Osteuropa-Experte über Westbalkan: „Die EU setzt Doppelstandards“

Osteuropa-Experte Ulf Brunnbauer über die Lage im Westbalkan und den EU-Beitrittsprozess. Deutschland hat besonderes Interesse an Serbien.

Viele Politiker haben sich zu einem Familienfoto vor Fahnen aufgestellt

Westbalkankonferenz in Berlin: Familienerweiterung mit Hindernissen Foto: Michael Kappeler/dpa

taz: Herr Brunnbauer, wie ist die Lage im Westbalkan?

Ulf Brunnbauer: Ich habe den Eindruck, dass die Fortschritte der letzten Jahre wieder rückgängig gemacht werden. Je nach politischer Orientierung der einzelnen Regierungen findet ein steter Abbau demokratischer Institutionen statt. Im Westbalkan gehen viele davon aus, dass niemand den EU-Beitrittsprozess in Brüssel noch ernst nimmt. Eine düstere Situation.

taz: Hat sich seit Beginn des Berliner Prozesses was getan?

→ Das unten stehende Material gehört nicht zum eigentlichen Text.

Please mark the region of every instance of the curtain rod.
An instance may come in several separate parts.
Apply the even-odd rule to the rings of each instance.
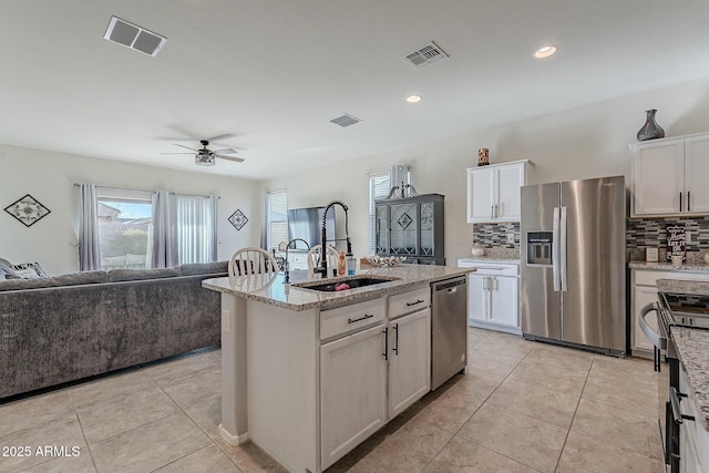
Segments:
[[[79,183],[74,183],[74,187],[80,187],[81,184]],[[127,188],[127,187],[112,187],[112,186],[101,186],[99,184],[95,185],[96,187],[103,187],[103,188],[107,188],[107,189],[116,189],[116,191],[135,191],[135,192],[150,192],[152,194],[156,193],[157,191],[145,191],[145,189],[133,189],[133,188]],[[167,191],[172,194],[178,194],[176,192],[172,192],[172,191]],[[178,195],[184,195],[187,197],[209,197],[208,195],[199,195],[199,194],[178,194]],[[220,195],[216,196],[217,198],[222,198]]]

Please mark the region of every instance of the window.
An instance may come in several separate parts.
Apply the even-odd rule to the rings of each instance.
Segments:
[[[391,189],[389,171],[369,175],[369,253],[377,253],[374,200],[387,198]]]
[[[216,259],[216,198],[175,194],[177,258],[181,265]]]
[[[153,222],[155,195],[150,191],[96,188],[101,269],[152,268],[153,254],[161,251],[176,257],[158,259],[160,267],[216,260],[216,197],[165,192],[165,212],[174,224],[161,232],[156,227],[161,218],[157,224]],[[164,241],[155,241],[154,233],[164,235]]]
[[[277,249],[288,241],[288,192],[270,191],[266,194],[266,248]]]
[[[99,187],[101,269],[151,267],[152,193]]]

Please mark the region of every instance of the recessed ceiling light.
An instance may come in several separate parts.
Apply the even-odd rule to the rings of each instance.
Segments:
[[[538,50],[536,50],[534,52],[534,56],[536,59],[546,59],[551,55],[554,55],[554,53],[556,53],[557,48],[555,45],[548,45],[548,47],[544,47],[544,48],[540,48]]]

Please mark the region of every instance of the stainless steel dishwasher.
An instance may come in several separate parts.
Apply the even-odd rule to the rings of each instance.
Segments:
[[[431,285],[431,390],[465,368],[467,359],[466,277]]]

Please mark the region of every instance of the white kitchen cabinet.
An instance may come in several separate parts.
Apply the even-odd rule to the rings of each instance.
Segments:
[[[657,301],[658,279],[681,279],[692,281],[709,281],[709,273],[685,271],[685,270],[656,270],[656,269],[630,269],[630,281],[633,285],[630,299],[630,349],[634,357],[653,357],[653,343],[640,330],[640,309],[645,305]],[[655,317],[648,316],[646,321],[657,330]],[[686,320],[692,325],[693,320]]]
[[[467,277],[470,325],[520,333],[520,266],[474,259],[459,266],[477,269]]]
[[[431,309],[389,322],[389,405],[393,419],[431,390]]]
[[[467,223],[520,222],[528,160],[467,168]]]
[[[430,306],[425,286],[320,311],[320,338],[340,337],[320,347],[322,470],[430,391]]]
[[[709,213],[709,134],[634,145],[631,216]]]
[[[320,347],[322,470],[387,423],[384,327]]]

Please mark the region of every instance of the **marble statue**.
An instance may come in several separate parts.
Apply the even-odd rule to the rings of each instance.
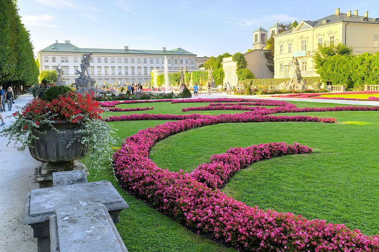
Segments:
[[[64,86],[66,83],[63,81],[63,71],[59,68],[60,63],[55,67],[55,72],[57,73],[57,85]]]
[[[76,69],[75,74],[78,74],[79,77],[75,79],[75,85],[76,86],[76,93],[82,94],[88,92],[93,92],[95,95],[100,94],[98,89],[95,88],[95,81],[89,75],[91,55],[92,53],[86,53],[83,55],[80,63],[81,71]]]

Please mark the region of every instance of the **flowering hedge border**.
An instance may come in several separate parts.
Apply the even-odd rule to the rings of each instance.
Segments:
[[[269,116],[245,112],[231,115],[223,114],[217,116],[190,114],[189,115],[155,115],[133,114],[129,115],[121,115],[119,116],[110,116],[104,119],[106,122],[121,122],[124,121],[140,120],[183,120],[187,119],[196,120],[209,119],[212,120],[212,124],[226,123],[263,123],[267,122],[312,122],[318,123],[336,122],[336,119],[333,118],[320,118],[317,117],[303,116]]]
[[[149,108],[149,107],[147,108],[124,108],[122,109],[120,108],[106,108],[108,111],[112,112],[122,112],[122,111],[142,111],[144,110],[151,110],[152,109],[154,109],[154,108],[153,107],[152,107],[151,108]]]
[[[213,155],[210,162],[191,174],[159,168],[149,158],[149,150],[157,142],[195,127],[215,124],[217,117],[222,117],[220,116],[224,115],[169,122],[127,138],[113,156],[115,174],[122,187],[142,196],[180,223],[212,232],[238,250],[379,251],[378,235],[365,236],[343,224],[249,207],[217,188],[238,169],[255,160],[311,152],[306,146],[279,143],[232,148],[226,154]]]
[[[360,92],[335,93],[332,93],[333,95],[339,94],[379,94],[379,91],[363,91]],[[327,100],[379,100],[378,97],[375,96],[369,96],[368,99],[360,99],[358,98],[345,98],[342,97],[321,97],[320,95],[330,95],[331,93],[321,94],[279,94],[277,95],[271,95],[271,97],[279,97],[281,98],[303,98],[309,99],[325,99]]]
[[[244,107],[239,105],[227,106],[205,106],[202,107],[195,107],[190,108],[183,108],[182,111],[199,111],[209,110],[248,110],[255,111],[257,113],[261,115],[268,115],[270,114],[277,114],[279,113],[302,113],[302,112],[327,112],[327,111],[379,111],[379,107],[368,107],[367,106],[336,106],[331,108],[326,107],[324,108],[288,108],[287,107],[275,107],[274,108],[267,108],[265,107]]]

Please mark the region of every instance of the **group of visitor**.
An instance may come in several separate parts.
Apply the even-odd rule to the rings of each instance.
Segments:
[[[2,89],[2,86],[0,86],[0,112],[5,112],[5,99],[8,103],[8,111],[12,111],[12,104],[14,103],[14,94],[12,88],[8,88],[6,92]],[[0,120],[1,121],[1,124],[0,126],[3,126],[5,123],[2,118],[2,116],[0,114]]]
[[[131,86],[128,86],[128,90],[129,91],[130,94],[134,94],[134,91],[136,92],[142,92],[142,84],[132,85]]]
[[[230,94],[230,84],[228,82],[227,83],[224,84],[224,92],[227,94]],[[220,94],[221,94],[221,93]]]

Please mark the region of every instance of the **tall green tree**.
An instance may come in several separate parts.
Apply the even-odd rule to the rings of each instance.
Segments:
[[[237,76],[238,80],[242,81],[246,79],[255,79],[254,74],[247,68],[239,69],[237,70]]]
[[[38,76],[39,81],[43,79],[48,79],[52,82],[57,81],[57,72],[54,70],[42,70]]]
[[[241,53],[235,53],[232,56],[233,61],[236,63],[237,69],[245,68],[247,66],[247,62],[245,59],[245,56]]]
[[[267,51],[264,53],[267,60],[266,66],[268,70],[274,73],[274,52],[275,52],[275,38],[271,36],[266,41],[265,48]]]
[[[222,69],[215,69],[213,72],[212,73],[212,75],[213,76],[213,79],[215,80],[215,83],[216,83],[216,85],[223,84],[224,77],[225,76],[224,70]]]
[[[17,94],[21,85],[37,83],[38,68],[30,35],[21,23],[16,1],[0,0],[0,84],[13,86]]]
[[[315,63],[316,72],[320,74],[324,63],[331,57],[335,55],[351,55],[353,48],[343,45],[341,43],[329,43],[325,41],[322,45],[319,45],[317,50],[313,51],[312,58]]]

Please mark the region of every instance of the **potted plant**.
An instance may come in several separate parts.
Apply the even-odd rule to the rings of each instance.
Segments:
[[[101,118],[103,112],[91,94],[56,86],[13,114],[16,121],[1,133],[8,136],[8,145],[12,140],[19,143],[18,150],[27,147],[35,159],[45,162],[39,172],[42,175],[83,168],[77,160],[84,156],[87,165],[100,169],[110,158],[110,144],[114,142],[111,128]]]
[[[43,79],[42,81],[45,80]],[[56,86],[54,83],[50,83],[49,82],[43,82],[46,83],[41,82],[40,84],[37,84],[29,88],[28,93],[33,95],[33,97],[36,98],[38,97],[38,98],[42,98],[42,95],[45,93],[46,90],[50,88],[52,88]]]

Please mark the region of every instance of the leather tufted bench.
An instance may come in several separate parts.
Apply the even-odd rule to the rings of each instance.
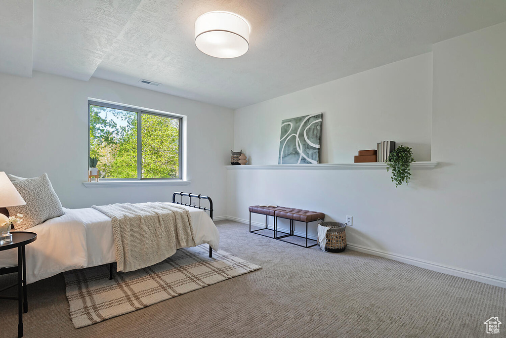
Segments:
[[[256,233],[257,235],[261,235],[262,236],[265,236],[265,237],[268,237],[271,238],[274,238],[275,239],[278,239],[279,240],[283,241],[283,242],[286,242],[287,243],[290,243],[291,244],[294,244],[296,245],[299,245],[300,246],[303,246],[304,247],[310,247],[311,246],[314,246],[317,244],[314,244],[311,245],[308,245],[308,223],[311,223],[312,222],[314,222],[315,221],[318,221],[318,220],[321,220],[323,221],[325,219],[325,214],[323,213],[320,213],[318,212],[311,211],[310,210],[304,210],[303,209],[296,209],[295,208],[290,208],[286,207],[284,206],[260,206],[259,205],[251,205],[248,208],[249,211],[249,232],[252,232],[254,233]],[[261,229],[251,230],[251,213],[254,214],[259,214],[260,215],[265,215],[265,227]],[[274,229],[269,229],[267,227],[267,218],[268,216],[273,216],[274,220]],[[278,218],[283,218],[290,221],[290,232],[289,233],[284,232],[283,231],[280,231],[277,230],[277,219]],[[306,223],[306,237],[303,237],[302,236],[298,236],[294,234],[295,232],[295,226],[294,222],[297,221],[299,222],[302,222]],[[258,231],[260,231],[261,230],[272,230],[273,232],[273,236],[268,236],[262,233],[257,233]],[[277,233],[280,232],[283,234],[282,236],[278,236]],[[294,236],[296,237],[301,237],[302,238],[305,238],[306,239],[306,245],[302,245],[300,244],[297,243],[293,243],[292,242],[289,242],[287,240],[283,239],[285,237],[289,237],[290,236]]]
[[[276,217],[308,223],[325,218],[325,214],[323,213],[293,208],[285,208],[281,210],[276,210],[274,213],[274,216]]]
[[[259,205],[251,205],[249,208],[250,213],[266,215],[268,216],[274,216],[274,213],[278,210],[287,209],[284,206],[260,206]]]

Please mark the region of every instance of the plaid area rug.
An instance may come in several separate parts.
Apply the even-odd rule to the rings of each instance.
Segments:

Brunnbauer: Durch den Kongress und andere Gesprächsformate gibt es viele Plattformen für diplomatischen Austausch. Aber das große Problem ist die Frage der EU-Mitgliedschaft. Der Berliner Prozess hat den Beitritt leider nicht beschleunigt. Das war das, was sich die Länder in der Region erhofft haben.

taz: Wie wird im Westbalkan darauf geblickt?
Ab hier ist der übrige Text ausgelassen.